Ritchie333 (t · th · c · del · cross-wiki · SUL · edit counter · pages created (xtools · sigma) · non-automated edits · BLP edits · undos · manual reverts · rollbacks · logs (blocks · rights · moves) · rfar · spi · cci) (assign permissions)(acc · ap · ev · fm · mms · npr · pm · pc · rb · te)
I've been trying out User:Enterprisey/reply-link, and in one instance (Tamarastuchlak (talk · contribs)), I've been communicating with them off-wiki because they don't have confidence to navigate talk page discussions. Hopefully installing this gadget will be a step in the right direction for them and make the site more usable. While I realise the script is still rough around the edges, it seems to work well enough for a lot of people already and I'm bound to run into other instances where it would help putting this on new users' pages so they can navigate our rather byzantine discussion system. (Sorry, I'm confused as to which dramaboards I should post this to, can somebody in the know do the necessary?) In terms of technical / programming stuff, I've written a large open-source project in PHP / JavaScript (credits here) which, while not the greatest code in the world (it was written in my spare time), it seems to work well enough. Ritchie333 (talk) (cont) 13:33, 26 September 2018 (UTC)
AN and VPT notifications left. — xaosflux Talk 13:39, 26 September 2018 (UTC)

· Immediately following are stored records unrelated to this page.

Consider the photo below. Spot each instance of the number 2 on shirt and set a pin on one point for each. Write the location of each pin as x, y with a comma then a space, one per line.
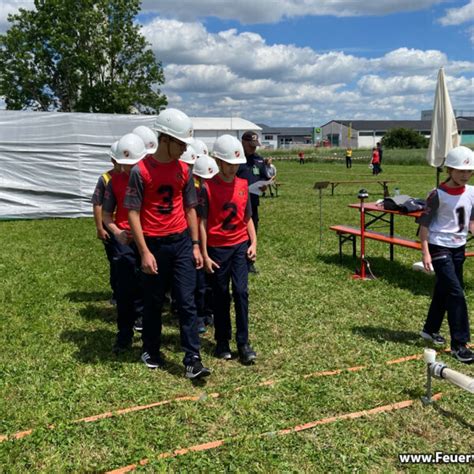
166, 191
226, 223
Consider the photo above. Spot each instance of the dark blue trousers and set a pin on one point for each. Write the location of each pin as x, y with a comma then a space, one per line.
175, 266
129, 294
448, 295
203, 295
109, 251
233, 266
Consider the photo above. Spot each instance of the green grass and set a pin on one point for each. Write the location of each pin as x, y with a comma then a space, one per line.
306, 315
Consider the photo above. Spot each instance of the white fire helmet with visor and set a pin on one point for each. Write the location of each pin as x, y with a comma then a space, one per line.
189, 156
130, 149
113, 150
460, 158
176, 124
149, 138
205, 167
227, 148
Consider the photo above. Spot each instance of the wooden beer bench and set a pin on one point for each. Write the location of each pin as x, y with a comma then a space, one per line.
382, 182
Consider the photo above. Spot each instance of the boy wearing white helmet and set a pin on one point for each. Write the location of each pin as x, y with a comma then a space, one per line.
228, 240
130, 150
161, 200
204, 168
97, 200
444, 225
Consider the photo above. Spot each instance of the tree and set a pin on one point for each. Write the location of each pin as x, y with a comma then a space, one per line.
404, 138
79, 56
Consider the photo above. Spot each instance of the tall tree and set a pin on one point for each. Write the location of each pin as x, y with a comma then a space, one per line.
79, 56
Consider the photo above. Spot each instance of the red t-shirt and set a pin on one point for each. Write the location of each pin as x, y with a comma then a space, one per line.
375, 157
113, 199
227, 209
161, 192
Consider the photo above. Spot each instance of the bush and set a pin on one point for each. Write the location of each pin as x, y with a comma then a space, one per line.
404, 138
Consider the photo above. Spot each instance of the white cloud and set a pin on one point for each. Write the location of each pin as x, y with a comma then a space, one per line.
272, 11
458, 16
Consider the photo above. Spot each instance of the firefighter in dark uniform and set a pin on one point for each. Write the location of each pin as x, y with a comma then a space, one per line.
252, 171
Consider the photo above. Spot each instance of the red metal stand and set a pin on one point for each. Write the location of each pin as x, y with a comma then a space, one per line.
362, 273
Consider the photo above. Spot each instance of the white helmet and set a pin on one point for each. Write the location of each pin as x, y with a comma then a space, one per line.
227, 148
460, 158
148, 136
176, 124
130, 149
205, 167
200, 147
189, 156
113, 150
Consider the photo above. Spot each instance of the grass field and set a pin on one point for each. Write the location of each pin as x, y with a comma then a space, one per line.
307, 316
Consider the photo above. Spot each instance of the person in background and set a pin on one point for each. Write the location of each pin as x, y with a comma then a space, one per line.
252, 170
448, 216
270, 170
102, 234
380, 150
349, 157
375, 162
204, 168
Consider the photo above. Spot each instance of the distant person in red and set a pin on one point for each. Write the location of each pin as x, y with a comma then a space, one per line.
228, 241
375, 161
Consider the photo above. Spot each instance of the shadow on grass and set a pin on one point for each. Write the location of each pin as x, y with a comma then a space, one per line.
95, 347
383, 334
92, 312
395, 273
87, 296
453, 416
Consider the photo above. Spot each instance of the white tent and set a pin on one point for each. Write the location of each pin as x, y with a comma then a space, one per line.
444, 130
50, 162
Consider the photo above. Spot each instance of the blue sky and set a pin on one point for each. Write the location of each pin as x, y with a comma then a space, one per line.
304, 62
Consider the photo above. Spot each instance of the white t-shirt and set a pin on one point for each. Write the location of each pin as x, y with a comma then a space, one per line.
447, 215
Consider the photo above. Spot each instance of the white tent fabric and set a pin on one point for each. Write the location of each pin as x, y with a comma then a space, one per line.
50, 162
444, 130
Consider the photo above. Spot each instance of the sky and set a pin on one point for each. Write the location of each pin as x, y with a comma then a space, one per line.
306, 62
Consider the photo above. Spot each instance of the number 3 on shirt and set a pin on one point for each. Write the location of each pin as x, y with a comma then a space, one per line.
166, 192
226, 223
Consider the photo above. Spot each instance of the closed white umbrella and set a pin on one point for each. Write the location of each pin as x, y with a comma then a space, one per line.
444, 130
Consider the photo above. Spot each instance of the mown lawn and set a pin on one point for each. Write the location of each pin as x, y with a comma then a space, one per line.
307, 316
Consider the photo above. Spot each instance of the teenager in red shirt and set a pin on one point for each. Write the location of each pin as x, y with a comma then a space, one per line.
161, 199
228, 240
130, 150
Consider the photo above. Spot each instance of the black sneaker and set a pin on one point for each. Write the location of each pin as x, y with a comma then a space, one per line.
222, 351
195, 369
120, 347
252, 268
247, 354
433, 337
138, 326
152, 361
463, 354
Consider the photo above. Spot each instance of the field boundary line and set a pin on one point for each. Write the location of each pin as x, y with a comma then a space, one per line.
283, 432
195, 398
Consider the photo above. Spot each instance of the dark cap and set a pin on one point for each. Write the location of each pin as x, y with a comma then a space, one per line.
251, 137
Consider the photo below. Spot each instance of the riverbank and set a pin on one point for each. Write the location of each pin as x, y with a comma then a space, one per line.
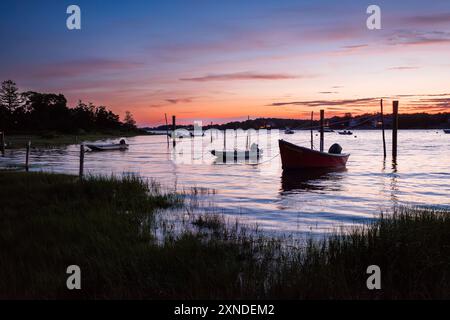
106, 226
50, 140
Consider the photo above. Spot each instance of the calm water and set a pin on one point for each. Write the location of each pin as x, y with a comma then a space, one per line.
275, 200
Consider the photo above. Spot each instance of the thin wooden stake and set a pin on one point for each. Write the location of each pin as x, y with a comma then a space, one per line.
382, 128
27, 157
174, 127
2, 142
312, 135
322, 116
81, 161
167, 129
224, 145
210, 129
394, 130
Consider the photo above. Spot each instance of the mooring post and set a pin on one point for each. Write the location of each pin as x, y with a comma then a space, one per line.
312, 135
322, 116
2, 142
224, 145
174, 128
394, 130
382, 128
81, 161
210, 129
27, 157
167, 129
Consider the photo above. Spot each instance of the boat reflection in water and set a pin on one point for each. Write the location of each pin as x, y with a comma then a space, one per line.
297, 181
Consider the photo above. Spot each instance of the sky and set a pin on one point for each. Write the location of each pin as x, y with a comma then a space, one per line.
221, 61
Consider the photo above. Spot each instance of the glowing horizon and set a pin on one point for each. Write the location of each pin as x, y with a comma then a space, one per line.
221, 62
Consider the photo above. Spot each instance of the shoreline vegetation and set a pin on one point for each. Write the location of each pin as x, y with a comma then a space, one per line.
48, 121
55, 139
104, 225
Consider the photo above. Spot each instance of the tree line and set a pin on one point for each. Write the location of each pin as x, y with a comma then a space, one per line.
34, 112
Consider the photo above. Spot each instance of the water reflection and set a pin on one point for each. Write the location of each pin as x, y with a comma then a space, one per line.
311, 180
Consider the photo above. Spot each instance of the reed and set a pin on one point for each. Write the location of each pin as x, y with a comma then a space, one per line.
105, 225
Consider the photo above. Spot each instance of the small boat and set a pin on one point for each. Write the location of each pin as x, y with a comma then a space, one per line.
326, 129
296, 157
122, 145
235, 155
197, 134
289, 131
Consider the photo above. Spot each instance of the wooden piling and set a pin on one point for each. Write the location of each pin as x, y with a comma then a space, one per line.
312, 134
2, 142
224, 145
174, 128
27, 157
167, 129
394, 129
81, 161
382, 128
322, 118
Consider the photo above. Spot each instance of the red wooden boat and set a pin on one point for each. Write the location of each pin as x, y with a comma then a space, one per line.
296, 157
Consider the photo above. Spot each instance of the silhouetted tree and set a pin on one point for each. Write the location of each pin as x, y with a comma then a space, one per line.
10, 97
129, 121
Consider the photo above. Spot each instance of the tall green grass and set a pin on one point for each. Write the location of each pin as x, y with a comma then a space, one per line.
49, 221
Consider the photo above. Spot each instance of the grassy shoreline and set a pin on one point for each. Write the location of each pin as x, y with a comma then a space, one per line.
48, 140
50, 221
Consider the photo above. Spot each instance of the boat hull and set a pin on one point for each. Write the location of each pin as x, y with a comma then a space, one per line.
107, 147
227, 156
296, 157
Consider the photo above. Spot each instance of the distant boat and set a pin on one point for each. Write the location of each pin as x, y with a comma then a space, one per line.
197, 134
289, 131
122, 145
296, 157
326, 129
234, 155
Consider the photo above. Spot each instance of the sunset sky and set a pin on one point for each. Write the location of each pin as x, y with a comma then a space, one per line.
223, 60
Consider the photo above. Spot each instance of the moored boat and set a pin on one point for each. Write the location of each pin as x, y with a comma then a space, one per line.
296, 157
238, 155
122, 145
326, 129
289, 131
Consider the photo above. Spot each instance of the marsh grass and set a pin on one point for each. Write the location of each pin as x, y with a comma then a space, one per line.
49, 221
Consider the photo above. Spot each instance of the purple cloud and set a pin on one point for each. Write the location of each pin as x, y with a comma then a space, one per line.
241, 76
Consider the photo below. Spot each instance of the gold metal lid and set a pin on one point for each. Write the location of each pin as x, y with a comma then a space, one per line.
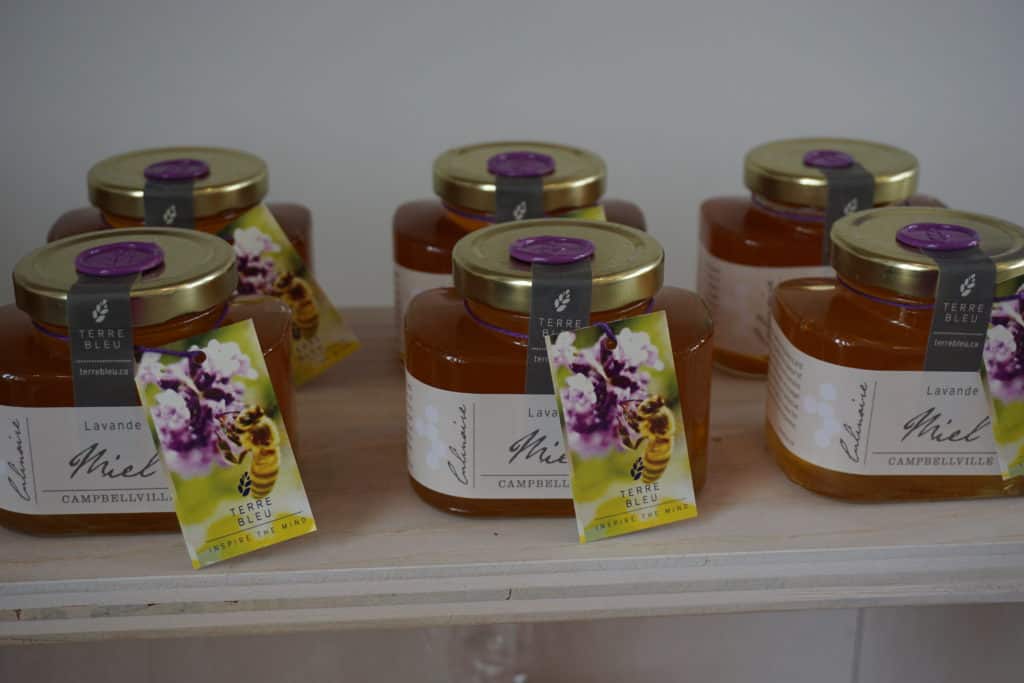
462, 178
777, 172
236, 180
628, 265
866, 253
198, 273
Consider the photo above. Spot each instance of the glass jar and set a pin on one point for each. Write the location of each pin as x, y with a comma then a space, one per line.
124, 489
853, 410
224, 183
425, 231
477, 443
751, 244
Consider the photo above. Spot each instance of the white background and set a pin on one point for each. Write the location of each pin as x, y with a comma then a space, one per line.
350, 101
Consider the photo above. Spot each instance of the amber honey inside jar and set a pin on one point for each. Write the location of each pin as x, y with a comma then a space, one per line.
218, 184
852, 413
119, 485
466, 181
477, 443
778, 232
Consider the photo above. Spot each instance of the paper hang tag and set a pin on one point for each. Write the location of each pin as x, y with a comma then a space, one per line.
102, 353
218, 426
169, 204
1003, 377
850, 189
269, 265
619, 401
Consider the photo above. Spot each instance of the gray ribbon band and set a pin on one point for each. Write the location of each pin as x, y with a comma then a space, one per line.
850, 189
102, 351
560, 301
518, 198
169, 204
963, 307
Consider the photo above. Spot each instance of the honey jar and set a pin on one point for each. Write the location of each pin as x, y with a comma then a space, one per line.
478, 442
82, 461
892, 381
481, 184
750, 244
201, 187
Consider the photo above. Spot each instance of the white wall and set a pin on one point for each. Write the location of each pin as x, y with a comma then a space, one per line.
349, 101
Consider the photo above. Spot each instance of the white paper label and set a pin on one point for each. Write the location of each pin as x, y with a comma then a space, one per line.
408, 284
739, 298
80, 461
879, 422
485, 445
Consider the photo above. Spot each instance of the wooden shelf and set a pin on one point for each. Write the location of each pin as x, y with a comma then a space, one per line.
382, 557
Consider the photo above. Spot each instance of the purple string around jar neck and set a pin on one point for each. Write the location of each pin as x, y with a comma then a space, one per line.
901, 304
146, 349
519, 335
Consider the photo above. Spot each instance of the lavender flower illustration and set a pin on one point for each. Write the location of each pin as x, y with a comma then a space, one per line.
1004, 351
257, 272
606, 380
194, 394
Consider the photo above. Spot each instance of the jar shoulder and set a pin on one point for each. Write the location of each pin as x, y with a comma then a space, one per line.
736, 229
440, 332
825, 319
624, 212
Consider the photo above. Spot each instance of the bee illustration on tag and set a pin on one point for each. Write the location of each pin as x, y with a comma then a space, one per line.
251, 433
297, 293
656, 428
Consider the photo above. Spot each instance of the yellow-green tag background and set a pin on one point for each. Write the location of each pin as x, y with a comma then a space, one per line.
597, 481
203, 502
334, 339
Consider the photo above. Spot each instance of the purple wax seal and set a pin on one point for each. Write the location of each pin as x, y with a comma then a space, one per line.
176, 169
937, 237
827, 159
119, 258
551, 250
520, 165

Well it's true that I've never edited JavaScript outside my own userspace on this site. However, I have done a little bit of coding here. Or check out https://www.sabre-roads.org.uk/wiki/index.php?title=A11 which is an example of using MediaWiki with custom PHP and JavaScript extensions that I have written myself including single login integration with phpBB (though the site is now using a third-party tool, albeit one I have fixed bugs on), or https://github.com/Ritchie333 which includes more of my open-source coding. So, while there's not much public evidence, I have done some programming! Also, I would like Enterprisey to have these rights, but he can't because he's not an admin. Somebody nominate him, please - it worked here. Ritchie333 (talk) (cont) 12:08, 27 September 2018 (UTC)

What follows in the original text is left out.